In all datasets we have so far studied we find there are two important categories of noise to consider, the first is the expected noise due to general assay variation that tends to lead to unbiased variation in repeat data. We call this “titer” noise and is generally what most people think about when it comes to experimental noise. The second and far more pernicious noise is noise in antigen measurements that leads to a consistent bias in any given set of repeats, in this category for influenza are things like slight fluctuation in starting virus concentration after titrating to 4HAUs, different RBCs being used etc. Relatedly there is also bias that may be consistently present for an antigen even between repeats due to inherent but non-antigenically related differences, often referred to as high or low avidity strains, or strains with a tendency to be more easily neutralized etc. Since both these types of error have the same result of biasing all titers against an antigen to be consistently higher or lower, we call this “antigen noise”.
While antigenic cartography typically does a great job of averaging
out titer noise, antigen noise is trickier since there is no a priori
way to know whether an antigen has low titers because of additional
antigenic escape or falsely biased low reactivity in the assay. In the
real world we often have clues, for example biased variation between
repeats done at different times or low titers against homologous sera,
but such information is not built into the cartography software. We can
however simulate the effects of such noise in creating uncertainty in
the map and that is the idea of the method = “noisy”
bootstrap approach. As you can perhaps imagine, in addition to options
shared with the methods above, key parameters are how much titer and
antigen noise to simulate. Based on our influenza work both the titer
noise and antigen noise is set at a default of standard deviation = 0.7,
but depending on your data these may be wild over- or under-estimates.
By default both titer and antigen noise are applied, with titer noise
randomly determined and applied separately to each cell in the titer
table for each repeat and antigen noise determined and applied to each
row.
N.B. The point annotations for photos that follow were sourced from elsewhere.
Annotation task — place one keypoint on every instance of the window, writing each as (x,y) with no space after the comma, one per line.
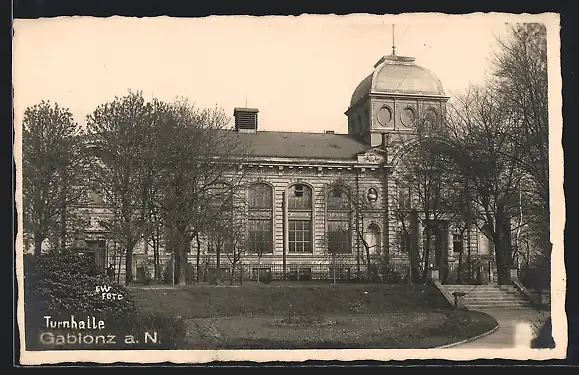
(260,196)
(260,236)
(300,198)
(338,220)
(404,197)
(457,243)
(301,273)
(338,200)
(300,233)
(300,219)
(96,250)
(373,239)
(338,236)
(260,218)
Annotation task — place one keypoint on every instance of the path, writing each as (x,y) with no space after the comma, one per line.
(515,329)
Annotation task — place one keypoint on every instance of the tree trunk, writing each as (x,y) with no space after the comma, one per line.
(182,264)
(459,269)
(156,259)
(413,248)
(38,238)
(426,255)
(63,229)
(128,265)
(368,268)
(197,257)
(334,267)
(502,247)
In practise, especially given the tricky nature of estimating
antigen reactivity bias, it can be useful to look at the effect of titer
noise on it’s own first, by setting the
antigen_noise_sd = 0
, then see the effect in combination
with some possible per-antigen noise.
Once you have run your desired bootstrap method you will want to
visualise the results. One way is to open a map that you have run
bootstrapping on in the Racmacs viewer. If bootstrapping data is present
then when you select a point, a cloud of points appears representing the
relative position of that point in each of the bootstrap runs done,
allowing you to visualise variation explicitly. A second approach is to
use the bootstrapBlobs()
function to calculate an area that
encompasses a certain proportion of the positional variation across the
repeats. In this case, the conf.level argument sets the proportion of
variation to capture, with the default set at 0.68, approximately
equivalent to one standard deviation of the normal distribution.